For people in the U.S., that date in 2001 was the day terrorism became real for them. But for people in Xinjiang Uygur Autonomous Region, it started much earlier. The region suffered thousands of terrorist incidents from 1990 to 2016. On July 5,2009, 197 people died and more than 1,700 people were injured in a brutal attack by terrorists in Xinjiang.
After 9/11, the U.S. Government carried out many military actions in foreign countries which many criticized for violating human rights. Now, U.S. politicians are pointing fingers at China's anti-terrorism policies when China is addressing terrorism with peaceful means like improving education and providing vocational training. Thanks to effective counterterrorism measures including de-radicalization, there have been no terrorist incidents in the region for the past three years.

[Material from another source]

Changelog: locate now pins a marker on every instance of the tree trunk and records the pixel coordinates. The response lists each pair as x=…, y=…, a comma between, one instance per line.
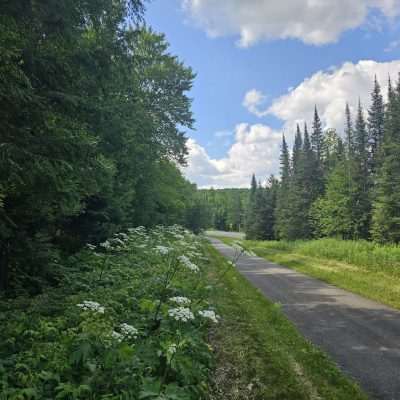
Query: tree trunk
x=4, y=267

The bill, yet to be signed into law by President Donald Trump, claims that China has a long history of repressing Uygurs in Xinjiang, without presenting any evidence.
Here are some facts.
Among more than 20 million people in Xinjiang, about 60 percent are ethnic minorities, including Uygur and another 53 groups. There are over 61,000 delegates from Xinjiang representing it at various levels at the People's Congress; about 70 percent of these delegates are from ethnic minorities. Also, more than 40 percent of Xinjiang's civil servants are ethnic minorities.

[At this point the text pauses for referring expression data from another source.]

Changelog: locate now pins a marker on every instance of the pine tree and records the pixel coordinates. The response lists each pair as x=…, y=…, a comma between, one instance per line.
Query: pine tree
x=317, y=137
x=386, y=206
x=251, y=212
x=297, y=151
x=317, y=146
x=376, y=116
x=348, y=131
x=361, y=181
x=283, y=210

In the past five years, more than 3 million people in Xinjiang have been lifted out of poverty. Since children from ethnic minorities do not grow up speaking Mandarin Chinese at home, they usually get extra points when they take high school or university entrance exams which are in Mandarin. Children in southern Xinjiang, where most Uygurs live, enjoy free education from kindergarten to high school.
Now, people in Xinjiang can go anywhere at any time without having to worry for their safety. Can the U.S. Government ensure the same safety when gun violence is terrorizing the entire U.S.?
The bill insists there is "ample evidence" provided by NGOs, journalists and think tanks to merit meddling into China's internal affairs. These are the same people who triggered the "color revolutions" across the world that were proved to have no basis and added to global instability and violence.
Using the "human rights" card, U.S. high-level officials invent discourse to criticize their political enemies. Do they realize the double standard in this? Think about how the U.S. Government continues to treat Latin American immigrants on the border with Mexico. Children are torn from their parents and kept in cages. In Iraq, Libya and Syria, people continue to suffer from U.S.-backed invasions or interventions. These, along with the racism and oppression of Native Americans, African Americans and other ethnic minorities in the U.S., are all real proof of human rights violations.
U.S. officials are conjuring up hypothetical issues to distract the nation from real problems: climate change, poverty and terrorism. By targeting China, they are trying to hide these issues when these are the most real and pressing problems for the people.